The simplest way you know is not the correct mechanism how it actually happens, though popular; however, popularity is not a step of the scientific method.
The atmosphere doesn’t shine. The Sun does shine.
@Blade;
There is no breaking of conservation of energy; to everyone who doesn’t believe in the greenhouse effect you have a lot more reading to do: I recommend Guenault’s statistical physics textbook as an excellent (and concise!) starter. Atmospheric Physics by Ambaum is also concise and deals with radiatve transfer in later chapters. Most of your claims are dealt with explicitly there, if you can follow the maths.
The emission ability of a substance is related to its absorption (if it has energy levels allowing emission, it has the same levels allowing absorption). This value depends on wavelength for most materials – you can be transparent to visible light but absorb a lot in the infrared for example.
The emissivity/absorptivity of the atmosphere in the wavelengths sent by the Sun is relatively small (with notable exceptions like ozone absorbing UV). CO2/H2O doesn’t absorb here so adding it doesn’t reduce the amount of energy hitting Earth.

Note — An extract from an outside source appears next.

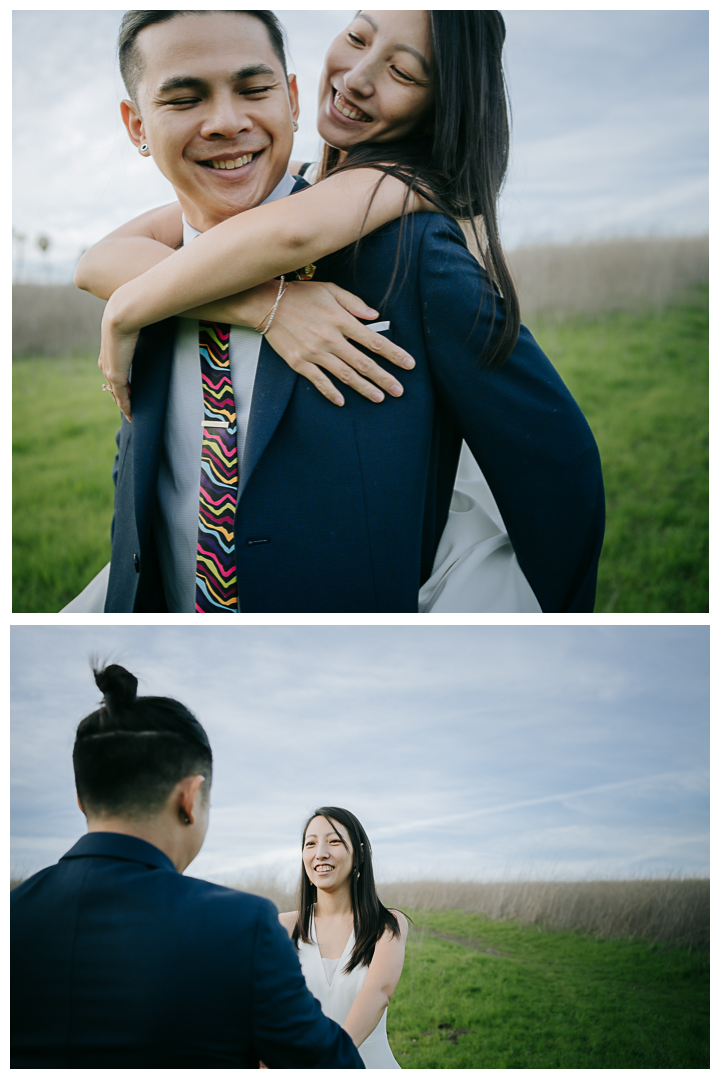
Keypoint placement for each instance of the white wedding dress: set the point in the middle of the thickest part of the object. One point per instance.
(336, 993)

But it does absorb in the lower wavelengths. Since it absorbs there, it must be able to emit there too. The atoms move quickly and interact with each other, which allows CO2 to dump heat into the O2/N2 and vice versa.

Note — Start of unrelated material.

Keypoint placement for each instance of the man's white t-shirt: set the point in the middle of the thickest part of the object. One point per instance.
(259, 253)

Adding CO2 doesn’t prevent sunlight hitting Earth, but it does absorb light going up from Earth. Hence the warming.
barn E. rubble says:
“If I hold my last utility bill in one hand and my wallet in the other, they will hit the floor at the same time if I drop them at the same time.”
Not true! Your utility bill will absorb your wallet before it hits the ground! 😉 GK
Mikael,
Did you see Bill Illis’ excellent question, and do you know the answer?
Bill Illis says:
February 15, 2011 at 4:38 am
Also Mikael you state at:
Mikael Cronholm says:
February 15, 2011 at 6:35 am
Quote: “Around the type of IR I work with, roughly 2-24 micron with the exception of the atmospheric absorption band at 6-8um”

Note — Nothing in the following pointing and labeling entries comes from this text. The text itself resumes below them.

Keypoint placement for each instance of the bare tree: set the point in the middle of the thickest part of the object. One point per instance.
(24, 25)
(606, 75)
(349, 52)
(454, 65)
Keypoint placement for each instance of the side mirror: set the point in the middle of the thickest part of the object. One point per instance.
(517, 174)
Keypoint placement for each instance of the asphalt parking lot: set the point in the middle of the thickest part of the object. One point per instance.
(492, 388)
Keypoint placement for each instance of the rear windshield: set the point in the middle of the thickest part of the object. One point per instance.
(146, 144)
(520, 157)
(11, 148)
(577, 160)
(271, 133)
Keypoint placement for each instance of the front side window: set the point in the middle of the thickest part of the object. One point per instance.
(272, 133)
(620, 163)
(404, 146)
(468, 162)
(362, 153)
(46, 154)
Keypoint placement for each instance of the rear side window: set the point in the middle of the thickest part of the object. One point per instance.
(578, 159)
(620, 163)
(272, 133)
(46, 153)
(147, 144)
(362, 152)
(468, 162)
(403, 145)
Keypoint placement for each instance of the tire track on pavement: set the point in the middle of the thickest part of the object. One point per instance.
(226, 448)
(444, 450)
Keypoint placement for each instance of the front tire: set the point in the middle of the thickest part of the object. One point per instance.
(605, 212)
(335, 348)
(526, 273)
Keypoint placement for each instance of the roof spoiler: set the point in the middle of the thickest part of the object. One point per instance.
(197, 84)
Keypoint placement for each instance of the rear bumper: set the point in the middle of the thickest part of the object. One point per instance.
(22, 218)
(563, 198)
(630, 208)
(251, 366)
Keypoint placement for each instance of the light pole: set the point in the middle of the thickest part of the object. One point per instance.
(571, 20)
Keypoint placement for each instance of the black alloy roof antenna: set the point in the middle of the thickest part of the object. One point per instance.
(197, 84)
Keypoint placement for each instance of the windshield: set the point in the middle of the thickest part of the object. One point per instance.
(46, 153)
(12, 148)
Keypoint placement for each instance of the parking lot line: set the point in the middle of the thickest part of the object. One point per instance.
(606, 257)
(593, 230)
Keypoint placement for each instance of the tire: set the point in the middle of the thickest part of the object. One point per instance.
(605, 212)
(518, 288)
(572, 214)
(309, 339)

Is 6-8 µm the absorption band of O2 and/or N2? Because it isn’t CO2 is it? CO2 absorption is 15 µm as we all know.
So when you refer to “the atmospheric absorption band at 6-8 µm” which part of the atmosphere is absorbing at 6-8 µm please?
Right, there is no Tyndall and Co. because they bios are on Wiki. Check. From the can’t- see-it-from-my-house-school-of -myopia. Check.
http://geosci.uchicago.edu/~rtp1/papers/PhysTodayRT2011.pdf
Learn.
Oliver Ramsay says:
February 14, 2011 at 9:58 am
A C Osborn says:
February 14, 2011 at 9:40 am
Oliver Ramsay says:
February 14, 2011 at 8:51 am “In fact the warmer the surface becomes the more the energy will be radiated to space without bouncing around in the atmosphere.”
WUWT?
So the surface has a direct connection to space then?
—————
Yes
Wow, I didn’t realise there were any Mountains that high.
The Earth’s Surface is in DIRECT contact with space?
Not going through any atmosphere for the photons to “bounce around” in then?
“A C Osborn says:
February 15, 2011 at 10:03 am
Wow, I didn’t realise there were any Mountains that high.
The Earth’s Surface is in DIRECT contact with space?
Not going through any atmosphere for the photons to “bounce around” in then?”
AC,
you should try a job as a comedienne, or not. You apparently need to read about atmospheric windows.
http://csep10.phys.utk.edu/astr162/lect/light/windows.html
I’ll leave it to others to decide whether particles can reach states in the atmosphere where they can no longer absorb in bands where they typicall are considered to absorb.